What Is Routing In VLSI Physical Design?

What Is Routing In VLSI Physical Design?

Routing in the VLSI design course is making physical connections between signal pins using metal layers. Following Clock Tree Synthesis (CTS) and optimization, the routing step determines the exact pathways for interconnecting standard cells, macros, and I/O pins. The layout creates electrical connections using metals and vias that are determined by the logical connections in the netlist (i.e.; logical connectivity converted as physical connectivity).

CTS has information on all the cells, blockages, clock trees, buffers, inverters, and I/O pins that have been put in. The Routing program uses this data to electrically complete all of the connections defined in the netlist, ensuring that there are no DRC violations. The tool makes all the connections defined in the netlist in a way that:

  • The design is completely routed
  • There are minor LVS violations and SI breaches.
  • There should be no or few congestion hotspots.
  • The timing of DRCs and QOR are met.

Mechanism of Routing in VLSI:

The routing mechanism establishes the specific pathways for interconnections. This contains the regular cell and macro pins, block boundary pins, and chip boundary pads. The tool includes information about the exact placements of blocks, pins of blocks, and I/O pads at chip borders after placement and CTS. The utility can also access the logical connections defined by the netlist. Metal and vias are used in the routing stage to build electrical connections in layout to fulfil all connections required by the netlist. The program now depends on some “Design Rules Checks (DRC)” to perform the natural linkages.

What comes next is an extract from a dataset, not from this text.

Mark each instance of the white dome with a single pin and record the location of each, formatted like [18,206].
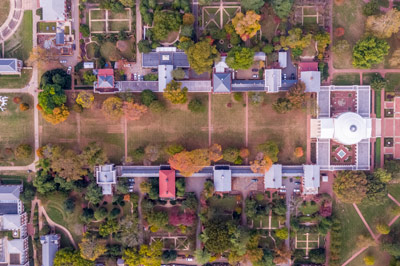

What are the steps of routing in VLSI?

Each metal layer in a grid-based routing system has its tracks and preferred routing direction, which are described in a unified cell in the standard cell library. Routing activities are divided into four steps:

  1. Global route
  2. Track Assignment
  3. Detail Routing
  4. Search and repair

Global Route: 

Global routes assign nets to particular metal layers and global routing cells. The global route aims to avoid crowded global cells while making as few diversions as possible. Global routes also avoid pre-routed P/G, placement, and routing bottlenecks.

Track Assignment (TA): 

It allocates each net to a certain track and lays down actual metal traces. To reduce the number of vias, it attempts to create long, straight lines. At this stage, physical DRC is not considered. 

Detail Routing: 

Detail Routing seeks to repair any DRC violations following track assignment using a set size small region (SBox). The detailed routing goes through the whole design box by box until the routing pass is finished. It also performs timing-driven routing.

Search and Repair: 

This resolves any remaining DRC breaches using many iterative loops with progressively bigger SBox sizes.